The good news: Senate Bill 432 was too crazy to pass, so it's been rewritten almost unto meaninglessness. Now, pediatricians can't ask about gun ownership unless they think the question is relevant to a child's health. Since the only reason a pediatrician might ask about gun ownership is because of guns' well-documented potential for punching holes in children's bodies and since having a hole punched in one's body is, with a few notable exceptions, considered harmful to one's health -- yeah, pediatricians are pretty much in the clear. All Senate Bill 432 will prevent them from doing is compiling a database of gun owners and refusing the right to service based on a patient's answer to gun-related questions. Which sounds just fine.

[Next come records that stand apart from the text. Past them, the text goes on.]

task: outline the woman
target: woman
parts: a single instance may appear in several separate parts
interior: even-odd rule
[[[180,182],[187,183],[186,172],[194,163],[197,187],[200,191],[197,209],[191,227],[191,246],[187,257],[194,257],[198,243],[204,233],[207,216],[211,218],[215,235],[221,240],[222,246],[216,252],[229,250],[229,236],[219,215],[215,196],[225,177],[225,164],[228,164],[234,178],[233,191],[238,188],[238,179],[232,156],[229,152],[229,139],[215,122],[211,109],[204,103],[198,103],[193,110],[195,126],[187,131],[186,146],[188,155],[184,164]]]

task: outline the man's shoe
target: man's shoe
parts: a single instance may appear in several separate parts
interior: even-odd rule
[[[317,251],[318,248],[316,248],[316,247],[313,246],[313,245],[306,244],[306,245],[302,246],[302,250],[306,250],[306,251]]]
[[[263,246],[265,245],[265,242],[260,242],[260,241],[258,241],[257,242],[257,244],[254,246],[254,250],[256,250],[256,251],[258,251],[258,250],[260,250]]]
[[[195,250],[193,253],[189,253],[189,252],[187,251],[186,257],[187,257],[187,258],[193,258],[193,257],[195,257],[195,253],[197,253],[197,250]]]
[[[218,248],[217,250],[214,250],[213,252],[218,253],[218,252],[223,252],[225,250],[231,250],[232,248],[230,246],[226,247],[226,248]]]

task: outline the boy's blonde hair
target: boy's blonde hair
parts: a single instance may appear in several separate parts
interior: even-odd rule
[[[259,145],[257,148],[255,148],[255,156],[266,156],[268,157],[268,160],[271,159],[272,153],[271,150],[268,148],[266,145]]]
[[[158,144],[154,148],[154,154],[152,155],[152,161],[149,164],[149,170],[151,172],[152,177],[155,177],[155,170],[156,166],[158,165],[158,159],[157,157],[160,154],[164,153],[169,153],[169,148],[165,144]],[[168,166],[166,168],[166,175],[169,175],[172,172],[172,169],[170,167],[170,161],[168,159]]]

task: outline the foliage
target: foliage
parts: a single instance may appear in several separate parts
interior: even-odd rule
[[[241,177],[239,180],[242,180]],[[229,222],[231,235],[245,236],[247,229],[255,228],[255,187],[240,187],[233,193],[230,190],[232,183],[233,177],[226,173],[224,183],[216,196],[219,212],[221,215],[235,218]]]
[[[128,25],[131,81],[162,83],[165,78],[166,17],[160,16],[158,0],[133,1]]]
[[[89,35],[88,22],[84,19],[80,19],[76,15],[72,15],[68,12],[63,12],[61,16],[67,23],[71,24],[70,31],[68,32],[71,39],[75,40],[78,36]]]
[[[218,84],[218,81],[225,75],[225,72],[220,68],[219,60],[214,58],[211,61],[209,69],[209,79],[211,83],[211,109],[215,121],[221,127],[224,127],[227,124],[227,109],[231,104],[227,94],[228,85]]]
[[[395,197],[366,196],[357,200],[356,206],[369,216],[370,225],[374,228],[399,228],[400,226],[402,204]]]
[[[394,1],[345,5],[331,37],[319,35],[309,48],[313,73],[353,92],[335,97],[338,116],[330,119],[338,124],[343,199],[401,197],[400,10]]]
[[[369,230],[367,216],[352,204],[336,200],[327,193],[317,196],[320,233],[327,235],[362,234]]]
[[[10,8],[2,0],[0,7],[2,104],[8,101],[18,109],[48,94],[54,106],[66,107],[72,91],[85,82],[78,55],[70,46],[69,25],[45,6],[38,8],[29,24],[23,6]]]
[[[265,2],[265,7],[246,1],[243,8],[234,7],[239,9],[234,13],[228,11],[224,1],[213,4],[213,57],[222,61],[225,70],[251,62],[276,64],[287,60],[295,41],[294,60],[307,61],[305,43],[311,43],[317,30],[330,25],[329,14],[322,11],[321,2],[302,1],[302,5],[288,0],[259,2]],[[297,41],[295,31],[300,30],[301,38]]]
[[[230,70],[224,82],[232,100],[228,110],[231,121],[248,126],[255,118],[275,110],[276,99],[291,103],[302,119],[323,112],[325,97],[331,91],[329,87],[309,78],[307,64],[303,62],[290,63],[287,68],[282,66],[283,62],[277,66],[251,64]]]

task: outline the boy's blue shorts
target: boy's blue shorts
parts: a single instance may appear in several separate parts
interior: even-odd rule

The hilarious: Even in its denatured state, SB 432 is ironic in at least two ways. First, it's worth noting that SB 432's author, Sen. Jason Brodeur, has been pretty clear about his opposition to bureaucratic intrusion into patient-doctor relationships. It's also ironic that the NRA, when it's not extolling the virtues of SB 432, spends a great deal of time promulgating precisely the kind of gun-safety advice that pediatricians are wont to give gun-owning parents. Education, they insist, is the key to gun safety -- except when it comes from people, such as pediatricians, who mightn't be gun nuts, in which case it's oppressive and wrong.